Казалось, после ночного визита волков в нашем лесу ничего не изменилось. Так же беззаботно разгуливали телушки, так же благополучно собаки совершали свои лесные походы, но к пастухам пришла настоящая тревога. Днем мы стали внимательно следить за стадом и не совсем спокойно принялись ждать следующую пятницу.
Сначала пятница казалась мне сказкой или случайным совпадением, но пастухи говорили об этом вполне серьезно, и следующая неделя полностью подтвердила их предсказание: волчица вновь посетила наши места в ночь с пятницы на субботу… Еще с вечера мы закрыли в избах собак и чутко прислушивались к таежной тишине… Вой повис над озером с первой ясной звездой. Он жил недолго, но, еще тоскливей, чем на прошлой неделе. И снова в ночном концерте принимала участие только волчица. Она по–прежнему отвечала мне, но уже не так смело продвигалась в мою сторону…
Постепенно волчья пятница стала для меня законом животных. Волки никогда долго не задерживались на одном месте, они всегда куда-то шли, торопились, их маршрут, видимо, был точно расписан, все охотничьи угодья надо было обойти в положенное время, строго придерживаясь того расписания, в котором за нашей деревушкой значилась только ночь с пятницы на субботу. Эти пятницы также не приносили мне никакой беды, и у меня оставалось время поразмыслить над своим дневником, куда я тщательно заносил всю информацию о передвижении нашей волчьей стаи… Хотя и редкие, но достаточно точные сведения позволили мне в общих чертах нарисовать тот маршрут, по которому в течение недели следовали волки. Этот маршрут начинался и замыкался на нашей деревушке, и такой четкий круг приводил меня к сравнению волчьих походов с путями передвижения тигров в индийских джунглях…
Охотник в Индии, взявший на себя миссию избавить жителей глухого селения от тигра–людоеда, никогда сразу не торопился к месту происшествия. Прежде всего он приобретал карту окрестных мест и, сидя в своем городском кабинете, тщательно наносил на нее путь передвижения тигра, который отмечался в джунглях очередными жертвами. Такое стоическое терпение рядом с кровью людей могло показаться чуть ли не преступлением, но другого выхода не было: людоед все еще шел своим кругом, который охотнику пока не был известен. Но вот круг замкнут, расписание животного известно, и охотник выезжал в джунгли для приведения приговора в исполнение…
Сравнение наших волков с тигром–людоедом, мое и без того неприязненное отношение к серым хищникам — все это заставляло ждать одну из очередных пятниц во всеоружии… Неприязнь к волкам подогревалась и последними сведениями, поступившими оттуда, куда ушли телушки и пастухи.
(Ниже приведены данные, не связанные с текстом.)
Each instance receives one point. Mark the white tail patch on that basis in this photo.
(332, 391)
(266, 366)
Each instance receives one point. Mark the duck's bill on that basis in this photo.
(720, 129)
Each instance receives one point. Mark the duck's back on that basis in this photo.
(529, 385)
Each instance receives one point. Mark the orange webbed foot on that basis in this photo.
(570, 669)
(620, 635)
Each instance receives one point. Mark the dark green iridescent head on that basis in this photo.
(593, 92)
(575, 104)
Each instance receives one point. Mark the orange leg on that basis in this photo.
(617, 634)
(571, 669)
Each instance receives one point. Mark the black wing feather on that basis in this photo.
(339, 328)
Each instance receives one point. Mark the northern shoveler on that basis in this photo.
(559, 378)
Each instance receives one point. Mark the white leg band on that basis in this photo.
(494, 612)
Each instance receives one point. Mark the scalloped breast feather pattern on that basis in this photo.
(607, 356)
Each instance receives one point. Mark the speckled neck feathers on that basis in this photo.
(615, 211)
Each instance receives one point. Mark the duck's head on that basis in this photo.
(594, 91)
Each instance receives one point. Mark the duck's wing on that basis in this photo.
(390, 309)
На краю леса волки разорвали Шарика, который жил рядом со мной целое лето. Тогда, в первые свои волчьи ночи, я еще не задавал себе вопрос: почему в глуши, в самом волчьем логове Шарик избежал гибели и почему его не стало там, где было больше людей и куда путь волкам вроде бы был прегражден? Что было виной моей невнимательности и необъективности? Может быть, тяжелые воющие ночи глубокой осени, когда ветер ломился в дом, рвал крышу, гремел дверью, когда на небе не было ни луны, ни звезд и когда крик о помощи никуда и никогда не дойдет?
В такие ночи я пропускал очередную волчью пятницу, не выходил за деревню и не слышал волчьего воя. Но именно в такую ночь волки и заявились под самые окна моего домика… Что хотели, что ждали эти скрытные звери от человека, зачем круг за кругом бродили около моего дома?.. О ночном визите я узнал только под утро по размытым следам — волки снова выдержали свое расписание…
Последняя встреча с волками в 1965 году произошла зимой, ночью. Тогда я спутал дни, у меня не работал приемник, я забыл нанести на краю стола очередную зарубку и почему-то уверенно считал, что волки пропустили свою очередную пятницу. Но волки снова оказались верными себе, снова нагрянули ко мне вдруг и снова ушли безнаказанными…
С вечера я кинул на бугор за деревней клочок клевера и с появлением луны выбрался на улицу, чтобы дождаться зайцев. Я стоял прислонившись к стене старого амбара и любовался серебристо–седой хребтиной косогора. Оттуда, из-за косогора, вот–вот мог появиться быстрый пушистый зверек. Снег горел под луной, как вышедшая спинка голубого песца. Луна висела позади, отбрасывая на снег мою тень, и я старался не шевелиться.
Заяц должен был показаться мне сначала голубым призраком. Он обязательно немного постоит и осторожным шариком скатится потом вниз ко мне, к клеверу… Я буду долго любоваться его тенью… и, может быть, выстрелю…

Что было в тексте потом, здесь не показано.